Muon Optimizer

This guide derives Muon from the ground up, without assuming familiarity with Adam, adaptive methods, or matrix calculus beyond basics. All math is written so a motivated beginner can follow.

Why Muon

Notation

From “output RMS control” to spectral-norm geometry

The change in output for a small weight perturbation \(\Delta W\) is \(\Delta y = \Delta W\,x\). If inputs are standardized so that \(\mathbb{E}\|x\|_2^2 = 1\) (or bounded), then Jensen plus submultiplicativity gives the key bound: \(\mathbb{E}\|\Delta y\|_2^2 \;=\; \mathbb{E}\| \Delta W\,x \|_2^2 \;\le\; \|\Delta W\|_2^2 \,\mathbb{E}\|x\|_2^2 \;\approx\; \|\Delta W\|_2^2.\) Thus, constraining the spectral norm of the update directly controls the RMS output change the layer induces. If we want “steepest descent per unit output RMS change,” we must optimize in a spectral-norm geometry.

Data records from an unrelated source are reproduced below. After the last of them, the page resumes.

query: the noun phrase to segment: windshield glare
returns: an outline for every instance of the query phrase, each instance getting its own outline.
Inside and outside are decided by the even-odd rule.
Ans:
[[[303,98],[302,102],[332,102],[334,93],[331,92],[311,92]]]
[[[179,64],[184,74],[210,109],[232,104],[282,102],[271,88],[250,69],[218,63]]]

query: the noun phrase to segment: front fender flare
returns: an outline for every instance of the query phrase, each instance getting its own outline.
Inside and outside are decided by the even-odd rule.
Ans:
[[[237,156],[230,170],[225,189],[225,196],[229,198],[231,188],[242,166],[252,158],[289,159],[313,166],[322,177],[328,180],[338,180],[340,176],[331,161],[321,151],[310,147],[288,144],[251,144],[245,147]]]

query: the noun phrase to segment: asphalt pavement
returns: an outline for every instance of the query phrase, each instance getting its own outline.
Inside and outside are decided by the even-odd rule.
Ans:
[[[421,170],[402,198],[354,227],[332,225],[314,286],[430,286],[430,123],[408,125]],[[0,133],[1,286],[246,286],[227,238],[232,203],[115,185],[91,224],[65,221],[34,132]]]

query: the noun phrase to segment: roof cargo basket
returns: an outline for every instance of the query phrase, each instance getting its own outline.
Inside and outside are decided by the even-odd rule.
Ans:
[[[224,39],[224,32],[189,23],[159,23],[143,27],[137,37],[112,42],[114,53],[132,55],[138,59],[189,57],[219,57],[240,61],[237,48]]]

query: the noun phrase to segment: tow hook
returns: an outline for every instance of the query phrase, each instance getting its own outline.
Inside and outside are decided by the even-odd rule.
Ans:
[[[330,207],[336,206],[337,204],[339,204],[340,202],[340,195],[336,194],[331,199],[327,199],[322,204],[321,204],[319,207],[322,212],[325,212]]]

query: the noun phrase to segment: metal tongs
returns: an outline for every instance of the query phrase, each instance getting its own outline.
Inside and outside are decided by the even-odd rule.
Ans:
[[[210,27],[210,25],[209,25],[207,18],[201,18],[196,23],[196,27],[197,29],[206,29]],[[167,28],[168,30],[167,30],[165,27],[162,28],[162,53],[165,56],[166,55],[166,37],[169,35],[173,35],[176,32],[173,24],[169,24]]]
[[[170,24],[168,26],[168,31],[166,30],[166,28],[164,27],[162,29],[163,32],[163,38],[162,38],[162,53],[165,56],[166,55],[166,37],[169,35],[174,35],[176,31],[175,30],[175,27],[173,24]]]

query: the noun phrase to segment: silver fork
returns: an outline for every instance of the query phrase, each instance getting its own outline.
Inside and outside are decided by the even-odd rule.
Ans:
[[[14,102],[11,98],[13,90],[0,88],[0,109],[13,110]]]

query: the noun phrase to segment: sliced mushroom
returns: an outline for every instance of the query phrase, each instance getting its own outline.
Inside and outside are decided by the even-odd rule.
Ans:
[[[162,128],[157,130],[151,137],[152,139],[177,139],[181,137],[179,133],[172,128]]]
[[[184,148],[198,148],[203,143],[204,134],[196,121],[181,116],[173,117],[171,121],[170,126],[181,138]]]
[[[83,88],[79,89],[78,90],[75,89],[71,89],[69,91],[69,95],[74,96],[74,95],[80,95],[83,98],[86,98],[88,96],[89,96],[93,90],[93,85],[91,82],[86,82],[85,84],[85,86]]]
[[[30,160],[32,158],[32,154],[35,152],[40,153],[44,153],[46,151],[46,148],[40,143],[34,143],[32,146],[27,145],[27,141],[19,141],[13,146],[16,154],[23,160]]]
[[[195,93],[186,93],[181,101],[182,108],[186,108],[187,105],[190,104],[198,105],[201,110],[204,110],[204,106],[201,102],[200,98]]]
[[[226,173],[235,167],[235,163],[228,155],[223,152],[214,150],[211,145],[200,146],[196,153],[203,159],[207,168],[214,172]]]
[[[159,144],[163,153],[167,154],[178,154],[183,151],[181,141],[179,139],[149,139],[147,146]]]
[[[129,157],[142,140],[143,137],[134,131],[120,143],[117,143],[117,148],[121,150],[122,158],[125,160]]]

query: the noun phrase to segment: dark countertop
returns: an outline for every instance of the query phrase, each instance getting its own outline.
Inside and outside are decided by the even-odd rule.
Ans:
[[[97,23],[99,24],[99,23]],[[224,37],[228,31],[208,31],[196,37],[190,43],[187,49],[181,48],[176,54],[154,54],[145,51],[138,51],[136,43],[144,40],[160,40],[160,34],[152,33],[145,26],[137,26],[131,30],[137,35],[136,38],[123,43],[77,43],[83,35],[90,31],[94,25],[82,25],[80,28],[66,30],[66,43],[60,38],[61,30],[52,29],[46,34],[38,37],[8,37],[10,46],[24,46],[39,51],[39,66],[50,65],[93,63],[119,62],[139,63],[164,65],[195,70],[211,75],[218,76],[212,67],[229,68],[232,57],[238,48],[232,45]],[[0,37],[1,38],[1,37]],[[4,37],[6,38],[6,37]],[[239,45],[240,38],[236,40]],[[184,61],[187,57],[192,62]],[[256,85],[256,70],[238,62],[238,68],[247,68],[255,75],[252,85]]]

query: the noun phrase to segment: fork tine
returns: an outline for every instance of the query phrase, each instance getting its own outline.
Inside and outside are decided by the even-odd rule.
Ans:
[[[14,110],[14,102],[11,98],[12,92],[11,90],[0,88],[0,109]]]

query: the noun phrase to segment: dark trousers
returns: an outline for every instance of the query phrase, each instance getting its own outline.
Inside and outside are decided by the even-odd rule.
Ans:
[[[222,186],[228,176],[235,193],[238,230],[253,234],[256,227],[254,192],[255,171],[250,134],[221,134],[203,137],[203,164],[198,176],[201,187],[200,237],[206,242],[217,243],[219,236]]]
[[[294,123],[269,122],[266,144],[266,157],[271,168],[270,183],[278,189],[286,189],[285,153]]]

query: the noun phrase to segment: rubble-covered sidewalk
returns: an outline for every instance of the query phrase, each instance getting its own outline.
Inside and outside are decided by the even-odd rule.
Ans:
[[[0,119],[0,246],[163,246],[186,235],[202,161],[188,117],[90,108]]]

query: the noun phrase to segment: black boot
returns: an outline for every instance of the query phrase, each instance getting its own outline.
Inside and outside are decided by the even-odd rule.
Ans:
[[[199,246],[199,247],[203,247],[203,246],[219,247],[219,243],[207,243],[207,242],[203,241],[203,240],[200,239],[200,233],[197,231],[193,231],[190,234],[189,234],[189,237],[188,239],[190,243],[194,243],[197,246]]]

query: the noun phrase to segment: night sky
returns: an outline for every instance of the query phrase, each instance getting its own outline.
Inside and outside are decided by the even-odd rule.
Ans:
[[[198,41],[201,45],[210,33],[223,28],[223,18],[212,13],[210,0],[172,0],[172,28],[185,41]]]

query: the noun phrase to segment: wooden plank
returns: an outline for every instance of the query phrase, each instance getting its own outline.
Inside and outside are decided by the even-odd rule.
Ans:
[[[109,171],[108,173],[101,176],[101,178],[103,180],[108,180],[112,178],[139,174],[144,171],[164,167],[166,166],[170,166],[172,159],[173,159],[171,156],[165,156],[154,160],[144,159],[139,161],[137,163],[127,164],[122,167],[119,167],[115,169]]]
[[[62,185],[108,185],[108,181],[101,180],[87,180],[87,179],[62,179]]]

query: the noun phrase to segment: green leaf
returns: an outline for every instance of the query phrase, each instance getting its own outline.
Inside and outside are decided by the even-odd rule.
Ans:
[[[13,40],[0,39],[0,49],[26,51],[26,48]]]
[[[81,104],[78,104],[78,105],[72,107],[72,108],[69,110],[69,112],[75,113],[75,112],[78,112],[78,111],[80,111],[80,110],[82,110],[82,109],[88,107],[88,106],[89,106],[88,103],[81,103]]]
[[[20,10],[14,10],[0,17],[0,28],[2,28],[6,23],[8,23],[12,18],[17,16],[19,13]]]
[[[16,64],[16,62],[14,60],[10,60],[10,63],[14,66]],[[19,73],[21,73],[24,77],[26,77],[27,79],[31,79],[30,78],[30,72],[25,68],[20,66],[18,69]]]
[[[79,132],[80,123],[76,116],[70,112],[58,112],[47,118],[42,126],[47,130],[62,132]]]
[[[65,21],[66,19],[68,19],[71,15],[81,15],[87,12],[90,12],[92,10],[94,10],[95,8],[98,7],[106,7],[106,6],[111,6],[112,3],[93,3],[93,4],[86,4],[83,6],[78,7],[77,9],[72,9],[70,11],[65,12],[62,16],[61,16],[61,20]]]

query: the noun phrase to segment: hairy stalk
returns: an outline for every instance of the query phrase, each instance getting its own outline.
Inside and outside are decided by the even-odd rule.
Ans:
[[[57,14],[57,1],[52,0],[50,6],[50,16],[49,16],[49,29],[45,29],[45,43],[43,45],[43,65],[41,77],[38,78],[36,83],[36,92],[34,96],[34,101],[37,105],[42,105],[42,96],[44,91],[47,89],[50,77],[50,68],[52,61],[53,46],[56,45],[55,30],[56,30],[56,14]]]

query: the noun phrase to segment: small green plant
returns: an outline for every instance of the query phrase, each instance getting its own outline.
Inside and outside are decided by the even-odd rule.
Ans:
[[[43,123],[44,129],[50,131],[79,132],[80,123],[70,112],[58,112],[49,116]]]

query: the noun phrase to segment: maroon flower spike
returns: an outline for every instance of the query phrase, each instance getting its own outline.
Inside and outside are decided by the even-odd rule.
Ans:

Steepest descent in a spectral-norm ball

For a step \(O \in \mathbb{R}^{m\times n}\) under a small learning rate \(\eta\), first-order loss decrease is approximately \(\langle G_t, O \rangle\). The “best” decrease per bounded output change is: \(\min_{ \|O\|_2 \le 1 } \; \langle G_t, O \rangle.\) Let the SVD be \(G_t = U \Sigma V^\top\) with singular values \(\sigma_1\ge \cdots \ge 0\). Von Neumann’s trace inequality implies \(\min_{\|O\|_2 \le 1} \langle G_t, O \rangle \;=\; -\|G_t\|_*, \quad\text{achieved at}\quad O^\star = -\,U V^\top.\) If we write the update as \(W_{t} \leftarrow W_{t-1} - \eta\,O_t\), then using \(O_t = U V^\top\) yields the steepest descent direction when the minus sign is placed in the update rule.

Equivalently via convex duality: since \(\|\cdot\|_2\) and \(\|\cdot\|_*\) are dual, \(\|G_t\|_* \;=\; \max_{\|O\|_2 \le 1} \langle G_t, O \rangle,\) and the maximizer is \(O = U V^\top\). Minimizing \(\langle G_t, O \rangle\) simply flips the sign in the update.

Conclusion: the spectrally constrained steepest-descent direction is the matrix “sign” of \(G_t\) (up to sign convention), namely \(U V^\top\).

Polar decomposition and the matrix sign

For any full-rank \(X \in \mathbb{R}^{m\times n}\), the polar decomposition writes \(X \;=\; Q H, \quad Q \in \mathbb{R}^{m\times n},\; Q^\top Q = I_n,\quad H = (X^\top X)^{1/2}\succeq 0.\) Then the “semi-orthogonal” factor is \(Q \;=\; X\,(X^\top X)^{-1/2}.\) If \(X = U \Sigma V^\top\), then \(Q = U V^\top\). Hence computing \(Q\) is equivalent to applying the matrix sign to \(X\) in the rectangular (semi-orthogonal) sense.

Muon constructs \(O_t \approx \operatorname{sign}(M_t) := M_t (M_t^\top M_t)^{-1/2}\) efficiently, avoiding explicit SVD.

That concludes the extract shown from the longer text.